For Engineers Week, we asked our project manager, Mark Smith, to tell us about one of his favorite projects. This is what he told us:
Considering my almost-twenty years at Horizon Engineering, one project was quite memorable. It spanned nearly 10 years from start to final inspection/project closeout and it demanded I utilize many of my professional skills. The Upper Perkiomen Valley YMCA project encompassed the design, permitting and construction of a new YMCA facility on approximately 48 acres of Kistler-Bitting Park in Upper Hanover Township, Montgomery County. The project began as a sketch plan, necessitated land planning, progressed through the land development approvals process, and concluded with construction phase services.
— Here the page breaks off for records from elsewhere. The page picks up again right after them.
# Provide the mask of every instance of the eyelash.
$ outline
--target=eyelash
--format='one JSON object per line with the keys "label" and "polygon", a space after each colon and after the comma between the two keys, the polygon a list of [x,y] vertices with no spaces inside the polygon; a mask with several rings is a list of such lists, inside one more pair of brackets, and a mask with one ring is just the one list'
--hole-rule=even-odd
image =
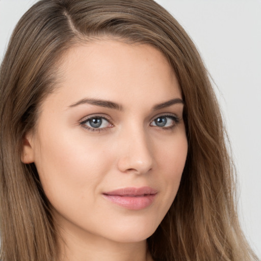
{"label": "eyelash", "polygon": [[[159,126],[154,126],[151,125],[151,124],[152,123],[154,122],[154,121],[159,118],[170,118],[173,121],[174,123],[173,124],[171,125],[171,126],[170,126],[169,127],[160,127]],[[80,125],[81,125],[83,128],[88,129],[90,132],[97,132],[98,133],[99,133],[100,132],[103,132],[106,130],[108,128],[110,128],[112,127],[103,127],[103,128],[94,128],[88,126],[86,125],[86,124],[91,120],[92,119],[102,119],[103,120],[106,120],[107,121],[109,124],[110,124],[112,126],[113,126],[113,124],[112,123],[111,120],[108,119],[107,117],[105,117],[104,115],[94,115],[90,116],[82,121],[81,121],[80,122]],[[173,115],[173,114],[163,114],[160,115],[158,115],[155,118],[153,118],[153,119],[151,120],[151,123],[150,123],[150,126],[152,127],[157,127],[161,130],[172,130],[173,128],[174,128],[177,125],[178,125],[180,122],[180,119],[179,119],[177,116]]]}

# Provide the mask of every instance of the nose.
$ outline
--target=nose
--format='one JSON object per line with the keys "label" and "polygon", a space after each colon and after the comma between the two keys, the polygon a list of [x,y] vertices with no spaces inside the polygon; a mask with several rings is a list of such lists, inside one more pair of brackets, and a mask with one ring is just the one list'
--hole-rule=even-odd
{"label": "nose", "polygon": [[124,173],[143,174],[152,168],[152,144],[143,128],[133,128],[120,138],[118,169]]}

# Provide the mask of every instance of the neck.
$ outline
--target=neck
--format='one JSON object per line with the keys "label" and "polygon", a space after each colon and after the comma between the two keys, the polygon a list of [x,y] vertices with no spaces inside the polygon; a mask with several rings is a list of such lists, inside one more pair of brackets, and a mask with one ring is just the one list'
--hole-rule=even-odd
{"label": "neck", "polygon": [[153,261],[146,240],[117,242],[75,230],[62,230],[60,234],[60,261]]}

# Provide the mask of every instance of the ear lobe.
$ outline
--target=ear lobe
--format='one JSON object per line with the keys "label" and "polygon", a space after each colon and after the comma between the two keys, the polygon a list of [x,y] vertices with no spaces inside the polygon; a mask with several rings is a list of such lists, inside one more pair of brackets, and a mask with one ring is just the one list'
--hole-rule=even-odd
{"label": "ear lobe", "polygon": [[32,146],[32,136],[30,133],[27,133],[22,141],[22,150],[21,161],[25,164],[29,164],[34,162],[34,150]]}

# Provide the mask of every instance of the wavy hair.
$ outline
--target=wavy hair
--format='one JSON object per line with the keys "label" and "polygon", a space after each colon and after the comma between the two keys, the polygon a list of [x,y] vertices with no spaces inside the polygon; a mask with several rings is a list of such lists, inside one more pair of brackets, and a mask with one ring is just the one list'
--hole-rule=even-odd
{"label": "wavy hair", "polygon": [[41,0],[16,25],[0,69],[1,260],[59,260],[58,237],[23,137],[73,45],[109,37],[152,45],[167,58],[185,102],[189,144],[176,198],[147,240],[155,260],[256,260],[242,233],[233,165],[208,75],[178,22],[152,0]]}

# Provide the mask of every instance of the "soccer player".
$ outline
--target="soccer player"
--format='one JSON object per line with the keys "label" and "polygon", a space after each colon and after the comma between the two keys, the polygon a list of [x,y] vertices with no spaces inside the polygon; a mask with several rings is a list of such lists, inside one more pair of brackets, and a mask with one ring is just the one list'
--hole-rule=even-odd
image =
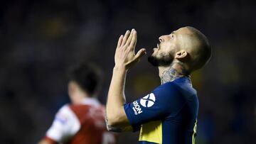
{"label": "soccer player", "polygon": [[190,74],[209,60],[206,37],[193,27],[181,28],[159,38],[148,60],[158,67],[161,84],[143,98],[125,102],[127,70],[146,54],[135,54],[137,31],[119,38],[107,102],[107,128],[122,132],[140,129],[139,143],[195,143],[198,101]]}
{"label": "soccer player", "polygon": [[100,82],[99,68],[82,63],[68,73],[68,94],[71,104],[64,105],[55,115],[46,135],[39,144],[114,143],[106,128],[105,109],[95,97]]}

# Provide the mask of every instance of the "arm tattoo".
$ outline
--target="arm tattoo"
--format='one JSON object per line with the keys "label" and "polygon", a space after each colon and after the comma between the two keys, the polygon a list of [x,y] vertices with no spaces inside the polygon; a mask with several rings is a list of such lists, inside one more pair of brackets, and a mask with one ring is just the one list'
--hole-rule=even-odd
{"label": "arm tattoo", "polygon": [[125,127],[115,127],[115,126],[109,125],[107,115],[105,115],[105,122],[106,122],[106,125],[107,125],[107,129],[109,131],[121,133],[121,132],[124,132],[124,131],[132,131],[132,128],[130,126],[125,126]]}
Our survey crews were involved from the project inception performing boundary and topographic survey and continued throughout the duration of the project, concluding with building and stormwater stakeout as well as full site as-built survey.
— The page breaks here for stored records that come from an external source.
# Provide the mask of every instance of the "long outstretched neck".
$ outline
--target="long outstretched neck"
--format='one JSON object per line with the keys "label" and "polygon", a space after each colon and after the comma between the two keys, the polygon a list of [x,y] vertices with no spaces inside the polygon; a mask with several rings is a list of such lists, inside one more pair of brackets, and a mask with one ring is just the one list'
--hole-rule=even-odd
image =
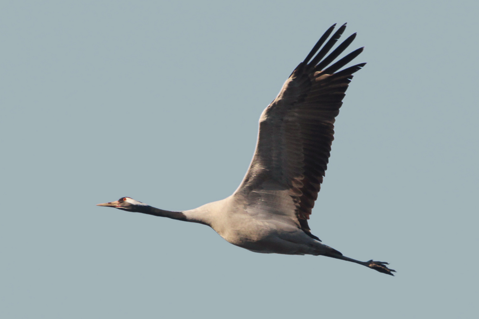
{"label": "long outstretched neck", "polygon": [[152,206],[150,206],[149,205],[139,207],[137,209],[136,211],[139,213],[148,214],[148,215],[152,215],[154,216],[168,217],[168,218],[171,218],[173,220],[178,220],[191,221],[192,222],[206,224],[202,220],[192,218],[193,216],[189,216],[189,214],[187,214],[187,212],[185,212],[187,213],[187,214],[185,214],[182,211],[171,211],[171,210],[165,210],[164,209],[160,209],[159,208],[153,207]]}

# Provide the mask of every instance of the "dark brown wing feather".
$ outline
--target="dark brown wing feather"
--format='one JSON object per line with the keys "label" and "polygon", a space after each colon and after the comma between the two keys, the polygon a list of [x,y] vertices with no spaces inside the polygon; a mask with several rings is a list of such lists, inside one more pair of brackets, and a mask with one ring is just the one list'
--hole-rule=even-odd
{"label": "dark brown wing feather", "polygon": [[361,48],[328,66],[356,35],[325,58],[346,28],[345,24],[340,27],[319,50],[335,25],[296,67],[262,114],[254,156],[235,193],[246,200],[248,211],[286,217],[318,240],[311,234],[307,220],[327,167],[335,118],[352,75],[365,64],[334,73],[361,53]]}

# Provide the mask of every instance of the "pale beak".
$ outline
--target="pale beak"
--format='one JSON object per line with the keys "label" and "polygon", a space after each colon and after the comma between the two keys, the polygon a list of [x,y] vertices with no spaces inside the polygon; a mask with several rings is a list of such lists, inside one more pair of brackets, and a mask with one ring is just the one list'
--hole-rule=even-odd
{"label": "pale beak", "polygon": [[121,207],[120,206],[120,202],[118,200],[115,200],[114,202],[111,202],[110,203],[103,203],[102,204],[97,204],[97,206],[106,206],[107,207],[114,207],[115,208],[119,208]]}

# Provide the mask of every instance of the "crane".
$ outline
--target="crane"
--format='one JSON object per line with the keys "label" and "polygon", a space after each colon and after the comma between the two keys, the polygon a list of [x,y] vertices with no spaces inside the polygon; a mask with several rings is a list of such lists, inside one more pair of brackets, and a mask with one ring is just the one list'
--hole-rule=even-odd
{"label": "crane", "polygon": [[326,256],[394,275],[388,263],[353,259],[323,244],[308,225],[326,170],[335,119],[353,74],[366,64],[339,70],[364,48],[331,64],[356,36],[326,56],[346,23],[330,37],[335,27],[323,34],[262,113],[253,159],[233,195],[183,211],[161,209],[130,197],[97,206],[206,225],[252,252]]}

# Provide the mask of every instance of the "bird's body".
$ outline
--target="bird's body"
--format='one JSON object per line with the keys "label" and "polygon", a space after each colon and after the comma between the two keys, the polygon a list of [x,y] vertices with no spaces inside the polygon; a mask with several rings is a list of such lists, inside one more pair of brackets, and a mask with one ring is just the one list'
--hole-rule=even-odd
{"label": "bird's body", "polygon": [[322,244],[308,224],[326,170],[335,118],[352,74],[365,64],[337,72],[362,48],[330,65],[355,36],[326,56],[346,26],[320,50],[334,27],[321,37],[263,111],[254,155],[233,195],[182,212],[164,210],[128,197],[98,205],[207,225],[229,242],[257,253],[322,255],[392,275],[394,271],[387,263],[352,259]]}
{"label": "bird's body", "polygon": [[256,253],[319,255],[332,249],[287,217],[272,218],[268,212],[251,214],[236,199],[231,196],[182,213],[187,220],[208,225],[228,242]]}

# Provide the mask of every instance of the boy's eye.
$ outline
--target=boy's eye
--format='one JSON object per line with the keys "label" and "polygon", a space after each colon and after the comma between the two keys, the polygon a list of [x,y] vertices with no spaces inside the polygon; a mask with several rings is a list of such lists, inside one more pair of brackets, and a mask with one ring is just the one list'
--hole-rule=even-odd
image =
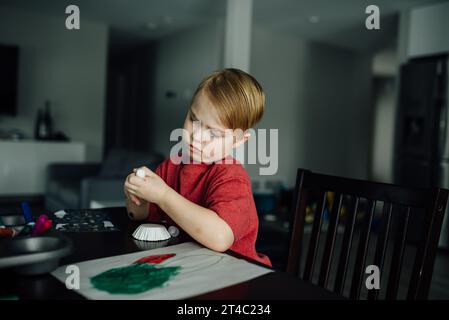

Along the way, the project presented numerous design and engineering opportunities, as well as the opportunity to work closely with a great group of individuals comprising the entire project team. This includes the client, traffic engineers, wetlands consultants, soils scientists, municipal staff, PennDOT, contractors, agency personnel and neighbors. Offsite intersection and roadway upgrades were engineered, and we studied the feasibility of obtaining municipal water and sewer service via gravity in lieu of a planned pump station. This culminated in the identification of a one-third mile long offsite water and gravity sewer extension that included tunnel boring.
Of course several environmental studies and permits were required to accommodate the project, and we facilitated and oversaw this work. To reduce the project’s impact on the environment, we implemented creative design of numerous stormwater Best Management Practices (BMPs) facilities including rain gardens, basins, infiltration trenches, vegetated swales, soils amendments and implementation of meadow in lieu of traditional lawns where feasible. We also provided landscape architectural services for plantings and site lighting. Finally, of particular interest is a series of three stepped raingardens located on the south side of the site entrance driveway. Visitors entering or exiting the site during a particularly heavy rainstorm can witness flowing waterfalls interconnecting the individual raingardens.